Regulatory Acceptance ofthe Successfully Validated 3T3 NRU InVitro Phototoxicity Test

As no standard guidelines for testing photoirritation potential, either in vivo or in vitro, had been accepted for regulatory purposes at the international level by the OECD, in 1991 the European Commission (EC) and the European Cosmetics, Toiletry and Perfumery Association (COLIPA) established a joint program to develop and validate in-vitro photoirritation tests. In the first phase of the study, which was funded by DG XI of the EC and co-ordinated by ZEBET, in-vitro phototoxicity tests established in laboratories of the cosmetics industry, and a new assay - the 3T3 NRU PT test, which is a photocytotoxicity test using the mouse fibroblast cell line 3T3 with neutral red uptake (NRU) as the endpoint for cytotoxicity - were evaluated.

In the prevalidation study conducted with 20 test chemicals, the 3T3 NRU PT in-vitro phototoxicity test was unexpectedly the only such test in which all 20 chemicals were correctly identified as phototoxic or non-phototoxic [16, 17]. Quite independently, a laboratory in Japan subsequently obtained the same correct results in the 3T3 NRU PT, when testing the same set of 20 test chemicals.

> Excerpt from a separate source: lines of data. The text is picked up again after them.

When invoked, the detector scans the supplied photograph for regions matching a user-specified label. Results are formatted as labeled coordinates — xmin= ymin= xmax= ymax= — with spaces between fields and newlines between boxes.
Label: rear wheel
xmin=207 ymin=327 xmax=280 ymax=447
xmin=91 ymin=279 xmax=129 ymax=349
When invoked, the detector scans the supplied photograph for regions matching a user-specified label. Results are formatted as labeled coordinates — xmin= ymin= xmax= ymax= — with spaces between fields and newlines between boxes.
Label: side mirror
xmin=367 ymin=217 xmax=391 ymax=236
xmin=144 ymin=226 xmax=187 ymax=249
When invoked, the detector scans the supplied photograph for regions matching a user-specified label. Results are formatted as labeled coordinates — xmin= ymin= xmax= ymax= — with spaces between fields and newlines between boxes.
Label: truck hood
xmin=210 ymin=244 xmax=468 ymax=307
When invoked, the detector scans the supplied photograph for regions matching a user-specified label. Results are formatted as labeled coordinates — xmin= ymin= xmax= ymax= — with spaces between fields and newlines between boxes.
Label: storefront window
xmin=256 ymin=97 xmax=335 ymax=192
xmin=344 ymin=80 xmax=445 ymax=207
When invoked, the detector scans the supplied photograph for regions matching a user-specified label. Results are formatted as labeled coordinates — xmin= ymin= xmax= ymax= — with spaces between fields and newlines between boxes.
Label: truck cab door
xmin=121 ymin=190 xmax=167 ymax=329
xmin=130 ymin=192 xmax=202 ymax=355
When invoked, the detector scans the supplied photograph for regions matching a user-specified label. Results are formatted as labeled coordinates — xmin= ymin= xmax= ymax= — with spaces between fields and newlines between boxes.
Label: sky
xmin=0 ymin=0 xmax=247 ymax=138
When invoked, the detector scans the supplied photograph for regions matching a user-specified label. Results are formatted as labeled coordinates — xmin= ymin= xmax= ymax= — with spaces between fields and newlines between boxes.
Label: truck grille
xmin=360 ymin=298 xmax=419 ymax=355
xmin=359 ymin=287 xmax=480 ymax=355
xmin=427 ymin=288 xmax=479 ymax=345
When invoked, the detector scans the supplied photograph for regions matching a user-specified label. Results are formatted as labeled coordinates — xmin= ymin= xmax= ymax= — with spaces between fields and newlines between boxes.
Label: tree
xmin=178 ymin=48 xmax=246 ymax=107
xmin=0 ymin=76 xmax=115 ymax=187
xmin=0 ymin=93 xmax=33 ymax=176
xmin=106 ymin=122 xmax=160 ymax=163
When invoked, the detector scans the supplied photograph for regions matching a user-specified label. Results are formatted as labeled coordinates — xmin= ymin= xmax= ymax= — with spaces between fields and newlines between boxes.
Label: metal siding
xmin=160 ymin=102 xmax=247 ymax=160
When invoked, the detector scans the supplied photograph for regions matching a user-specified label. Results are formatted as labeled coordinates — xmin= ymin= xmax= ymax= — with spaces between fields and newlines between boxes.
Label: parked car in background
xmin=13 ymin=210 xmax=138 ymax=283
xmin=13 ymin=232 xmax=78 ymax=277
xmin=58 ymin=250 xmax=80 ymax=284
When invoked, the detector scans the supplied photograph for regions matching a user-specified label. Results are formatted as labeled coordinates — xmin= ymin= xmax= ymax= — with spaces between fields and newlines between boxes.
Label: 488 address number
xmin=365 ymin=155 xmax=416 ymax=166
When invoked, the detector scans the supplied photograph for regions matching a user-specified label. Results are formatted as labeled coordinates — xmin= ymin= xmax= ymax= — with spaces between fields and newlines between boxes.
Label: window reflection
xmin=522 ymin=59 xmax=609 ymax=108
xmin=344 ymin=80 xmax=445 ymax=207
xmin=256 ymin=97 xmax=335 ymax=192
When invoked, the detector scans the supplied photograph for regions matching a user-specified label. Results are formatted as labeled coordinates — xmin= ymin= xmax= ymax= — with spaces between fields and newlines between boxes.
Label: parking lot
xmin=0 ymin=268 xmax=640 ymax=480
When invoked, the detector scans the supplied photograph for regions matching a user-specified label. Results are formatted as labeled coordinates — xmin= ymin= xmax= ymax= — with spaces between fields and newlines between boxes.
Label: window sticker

In the second phase of the study, which was funded by ECVAM and co-ordinated by ZEBET, the 3T3 NRU PT test was validated with 30 carefully selected test chemicals in 11 laboratories in a blind trial. A representative set of test chemicals covering all major classes of phototoxins was selected according to results from standardized photopatch testing in humans [18]. The results obtained for this in-vitro test under blind conditions were reproducible, and the correlation between in vitro and in vivo data was almost perfect. Therefore, the ECVAM Scientific Advisory Committee [19] concluded in 1998 that the 3T3 NRU PT is a scientifically validated test which is ready to be considered for regulatory acceptance. However, the EU expert committee on the safety of cosmetics, the Scientific Committee on Cosmetology and Non-Food-Products (SCCNFP), criticized that an insufficient number of UV-filter chemicals (widely used as sunblockers) were tested in the formal validation study. In a subsequent blind trial on UV filter chemicals, which was again funded by ECVAM and co-ordinated by ZEBET, the phototoxic potential of all test chemicals was predicted correctly in the 3T3 NRU PT in-vitro phototoxicity test [20]. Therefore, in 1998, the EU - having accepted the 3T3 NRU PT test as the first experimentally validated in-vitro toxicity test for regulatory purposes - officially applied to the OECD for worldwide acceptance of this in-vitro toxicity test. In 2000, the European Commission officially accepted and published the 3T3 NRU PT phototoxicity test in Annex V of Directive 67/548 EEC on the Classification, Packaging and Labelling of Dangerous Substances [21]. Thus, this in-vitro test is the first formally validated in-vitro toxicity test to be accepted into Annex V, and is the only phototoxicity test accepted for regulatory purposes in Europe. Meanwhile, in 2004 the OECD accepted the 3T3 NRU PT phototoxicity test at the worldwide level as the first in-vitro toxicity test to be introduced into the OECD Guidelines for the testing of chemicals [15].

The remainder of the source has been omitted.